It’s hard to believe that there was once a time when products weren’t covered in labels listing all their ingredients in great detail. We are used to labels promising the absence of unhealthy chemicals. We are accustomed to labels warning when a product was packaged in the same facility as an allergen. Product safety is serious concern of manufacturers and customers. We, as a society, are growing increasingly aware of what is going into our bodies.
Before the creation of the Food and Drug Administration (FDA) in 1906, products did not carry ingredient labels. Regulations on medicines were especially lax, compared to today. In this blog, we begin exploring historic cases of “bad medicines” that were used by someone living or working either at Ferry Farm and Kenmore long before federal regulations came into play. Medical history is a profound example of how even well-intentioned people can make lasting and deadly mistakes.
People have lived at or worked on Ferry Farm for over 300 years. We have archaeologically excavated hundreds of thousands of artifacts from the 18th and 19th centuries. Among these artifacts are fragments of glass in all shapes and sizes. Many are bottle fragments- 47,926 of them to be exact. We can’t always determine the function of a bottle from the fragments found, but when we do find enough pieces to identify the bottle’s function, we excitedly begin research into its use.
One such artifact is a larger piece of a patent medicine bottle, one that was large enough to make out the embossed lettering on the side and identify its former ingredients. The bottle contained Mrs. Winslow’s Soothing Syrup, first marketed in 1849. Its basic contents were morphine and alcohol so, I suppose, the soothing part of the name was indeed correct.

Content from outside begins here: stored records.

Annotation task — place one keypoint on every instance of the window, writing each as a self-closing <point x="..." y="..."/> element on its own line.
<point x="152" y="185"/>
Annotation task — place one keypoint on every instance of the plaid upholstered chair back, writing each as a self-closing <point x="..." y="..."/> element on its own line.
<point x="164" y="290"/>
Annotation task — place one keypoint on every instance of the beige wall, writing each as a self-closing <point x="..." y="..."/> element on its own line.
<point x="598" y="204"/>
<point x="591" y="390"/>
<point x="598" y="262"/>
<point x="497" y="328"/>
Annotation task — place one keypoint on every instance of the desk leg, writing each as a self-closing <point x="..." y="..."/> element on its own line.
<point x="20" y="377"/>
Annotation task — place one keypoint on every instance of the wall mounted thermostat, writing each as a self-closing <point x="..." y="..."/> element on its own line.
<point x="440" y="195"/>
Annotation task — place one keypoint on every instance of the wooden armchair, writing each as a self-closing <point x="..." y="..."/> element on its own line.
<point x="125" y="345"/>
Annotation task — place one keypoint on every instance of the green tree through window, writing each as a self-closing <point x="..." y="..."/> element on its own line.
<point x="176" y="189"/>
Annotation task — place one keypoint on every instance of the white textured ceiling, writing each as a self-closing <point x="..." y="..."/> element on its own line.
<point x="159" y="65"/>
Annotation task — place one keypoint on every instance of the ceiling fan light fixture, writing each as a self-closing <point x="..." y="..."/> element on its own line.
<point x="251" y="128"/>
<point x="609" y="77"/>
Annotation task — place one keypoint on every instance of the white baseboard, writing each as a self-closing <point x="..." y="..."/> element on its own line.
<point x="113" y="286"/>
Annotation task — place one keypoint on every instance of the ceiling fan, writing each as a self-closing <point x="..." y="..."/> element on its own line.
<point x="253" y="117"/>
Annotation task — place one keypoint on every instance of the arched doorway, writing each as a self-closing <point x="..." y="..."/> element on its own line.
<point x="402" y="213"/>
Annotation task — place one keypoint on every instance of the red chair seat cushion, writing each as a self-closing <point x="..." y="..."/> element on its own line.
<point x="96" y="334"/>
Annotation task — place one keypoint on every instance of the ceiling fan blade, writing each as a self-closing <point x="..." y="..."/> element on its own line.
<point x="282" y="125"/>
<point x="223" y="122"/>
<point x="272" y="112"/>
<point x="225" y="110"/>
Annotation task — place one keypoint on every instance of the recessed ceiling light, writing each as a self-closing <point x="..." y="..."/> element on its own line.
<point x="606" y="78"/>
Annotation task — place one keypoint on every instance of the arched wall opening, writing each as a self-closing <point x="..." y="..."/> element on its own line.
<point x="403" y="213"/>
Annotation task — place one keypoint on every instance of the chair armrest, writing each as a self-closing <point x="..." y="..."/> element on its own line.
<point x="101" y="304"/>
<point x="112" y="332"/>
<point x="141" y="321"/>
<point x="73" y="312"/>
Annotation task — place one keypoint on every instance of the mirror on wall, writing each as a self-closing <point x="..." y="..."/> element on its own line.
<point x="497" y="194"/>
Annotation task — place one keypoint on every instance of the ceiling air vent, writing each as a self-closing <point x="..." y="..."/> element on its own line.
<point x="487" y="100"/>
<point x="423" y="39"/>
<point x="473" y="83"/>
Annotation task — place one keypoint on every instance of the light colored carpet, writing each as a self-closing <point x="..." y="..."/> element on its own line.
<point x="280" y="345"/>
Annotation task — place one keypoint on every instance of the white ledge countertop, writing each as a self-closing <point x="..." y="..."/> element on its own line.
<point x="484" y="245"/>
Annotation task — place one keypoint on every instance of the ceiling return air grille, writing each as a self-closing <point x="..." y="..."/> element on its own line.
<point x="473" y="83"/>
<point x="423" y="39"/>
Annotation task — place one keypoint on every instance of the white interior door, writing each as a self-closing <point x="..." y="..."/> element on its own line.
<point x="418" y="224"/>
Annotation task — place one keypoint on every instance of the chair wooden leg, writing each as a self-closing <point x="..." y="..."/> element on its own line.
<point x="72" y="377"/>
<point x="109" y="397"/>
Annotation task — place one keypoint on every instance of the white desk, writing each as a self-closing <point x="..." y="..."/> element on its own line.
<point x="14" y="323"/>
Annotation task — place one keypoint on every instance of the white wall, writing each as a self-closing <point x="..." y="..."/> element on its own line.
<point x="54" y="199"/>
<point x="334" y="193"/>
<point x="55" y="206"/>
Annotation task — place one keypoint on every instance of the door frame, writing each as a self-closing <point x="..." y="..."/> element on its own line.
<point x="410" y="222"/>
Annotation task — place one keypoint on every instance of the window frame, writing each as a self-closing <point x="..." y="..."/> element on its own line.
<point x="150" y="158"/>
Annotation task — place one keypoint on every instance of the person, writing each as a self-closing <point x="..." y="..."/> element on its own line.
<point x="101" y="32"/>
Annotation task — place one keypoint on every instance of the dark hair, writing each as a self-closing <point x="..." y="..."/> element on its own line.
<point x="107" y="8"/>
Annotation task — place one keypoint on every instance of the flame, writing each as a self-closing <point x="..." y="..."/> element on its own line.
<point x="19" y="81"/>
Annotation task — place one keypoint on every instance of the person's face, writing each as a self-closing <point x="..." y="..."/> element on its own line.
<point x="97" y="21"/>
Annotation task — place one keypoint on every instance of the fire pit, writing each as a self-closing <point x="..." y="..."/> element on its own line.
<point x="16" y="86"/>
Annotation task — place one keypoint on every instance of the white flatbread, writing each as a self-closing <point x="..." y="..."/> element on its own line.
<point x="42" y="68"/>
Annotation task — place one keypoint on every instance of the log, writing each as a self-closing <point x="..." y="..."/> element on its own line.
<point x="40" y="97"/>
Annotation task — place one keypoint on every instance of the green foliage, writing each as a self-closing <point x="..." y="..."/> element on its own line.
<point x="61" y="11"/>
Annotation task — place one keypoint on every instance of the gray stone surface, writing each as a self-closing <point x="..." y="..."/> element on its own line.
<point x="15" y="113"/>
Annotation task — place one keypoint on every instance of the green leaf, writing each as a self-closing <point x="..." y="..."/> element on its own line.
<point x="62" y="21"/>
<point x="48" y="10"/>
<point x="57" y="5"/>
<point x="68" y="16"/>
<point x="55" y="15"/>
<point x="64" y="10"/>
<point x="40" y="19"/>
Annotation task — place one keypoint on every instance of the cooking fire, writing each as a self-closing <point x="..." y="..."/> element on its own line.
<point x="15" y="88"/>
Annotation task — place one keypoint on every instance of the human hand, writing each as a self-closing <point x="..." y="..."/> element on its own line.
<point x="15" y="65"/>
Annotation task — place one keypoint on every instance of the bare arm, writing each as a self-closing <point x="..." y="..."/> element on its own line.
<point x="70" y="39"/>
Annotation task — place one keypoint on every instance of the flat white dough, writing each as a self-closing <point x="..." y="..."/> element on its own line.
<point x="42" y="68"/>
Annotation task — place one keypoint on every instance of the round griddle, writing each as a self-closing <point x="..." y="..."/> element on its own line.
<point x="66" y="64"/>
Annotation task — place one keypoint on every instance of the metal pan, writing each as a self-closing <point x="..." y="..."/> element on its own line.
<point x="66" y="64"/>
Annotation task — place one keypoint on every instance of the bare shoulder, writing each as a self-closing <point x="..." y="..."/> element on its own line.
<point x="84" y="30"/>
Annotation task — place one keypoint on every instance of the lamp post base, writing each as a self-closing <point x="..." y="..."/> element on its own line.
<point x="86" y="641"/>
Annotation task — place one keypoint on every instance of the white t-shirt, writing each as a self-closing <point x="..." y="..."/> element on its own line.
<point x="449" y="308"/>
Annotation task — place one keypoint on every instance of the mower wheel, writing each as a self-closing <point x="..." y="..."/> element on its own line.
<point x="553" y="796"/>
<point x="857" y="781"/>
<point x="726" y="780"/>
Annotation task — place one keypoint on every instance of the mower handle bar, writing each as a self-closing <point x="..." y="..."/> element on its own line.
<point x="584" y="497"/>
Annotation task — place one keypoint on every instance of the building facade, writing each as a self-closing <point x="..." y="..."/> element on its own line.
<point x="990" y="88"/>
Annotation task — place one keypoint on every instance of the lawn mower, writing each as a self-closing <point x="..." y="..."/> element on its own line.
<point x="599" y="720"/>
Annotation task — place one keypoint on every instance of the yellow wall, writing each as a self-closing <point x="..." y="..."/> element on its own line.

Mrs. Winslow’s Soothing Syrup bottle fragment excavated at George Washington’s Ferry farm.

Complete Mrs. Winslow’s Soothing Syrup bottle. Credit: P0mbal / Wikipedia
Today, Avinza® is a common morphine sulfate medication prescribed to patients suffering chronic pain. The FDA has covered its bases on the use of this medication, thoroughly describing how to take this medication without dying. One section very forcibly states:
“Swallow AVINZA whole. Do not cut, break, chew, crush, dissolve, snort, or inject AVINZA because this may cause you to overdose and die.” [1]
What is the recommended dosage for this medication, you ask? Around 60 mg of this morphine sulfate PER DAY for an adult. [2] Mrs. Winslow’s soothing syrup contained a whopping 65 mg of morphine PER OUNCE with slack rules on exactly how many drops to give to a teething infant.
You read that correctly folks – a teething infant.

Advertisement for Mrs. Winslow’s Soothing Syrup. Credit: Museum of Health Care at Kingston

Advertisement for Mrs. Winslow’s Soothing Syrup. Credit: The British Library
Mrs. Winslow’s Soothing Syrups and other such 19th century medications led to the deaths of thousands of infants. Several children died from withdrawal symptoms after having taking the medication for an extended period of time, but most simply fell asleep never to wake up. Knowing little about drug reactions at the time, and due to the higher infant mortality rates in the 19th century, the cause of the deaths were often blamed on “crib death” (Sudden Infant Death Syndrome or SIDS) or whatever ailment that was causing the child to be fussy enough to drug in the first place.
It wasn’t until 1905 when investigative journalist Samuel Hopkins Adams exposed the unregulated world of patent medicines in The Great American Fraud.
This publication attacked every type of patent medicine with testimonies from doctors and patients as well as scientific reports from trusted sources. In the section aptly titled “Baby Killers”, Adams detailed how various “soothing syrups” led to infant deaths from the mid-1850s to 1905.
Shockingly, Mrs. Winslow’s Soothing Syrup wasn’t the most deadly such syrup in terms of morphine content. Irreparable damage had been caused by all of the different morphine cocktails available on the market in the 1800s. As grieving parents began to realize what had actually happened to their children, these products were taken off the market.
With an enraged public and 509 pages of proof from Samuel Hopkins Adams, Congress enacted the Pure Food and Drug Act in 1906, creating the FDA to ensure the safety of American food and medicines. Still, reports of child death caused by soothing syrups persisted until 1910.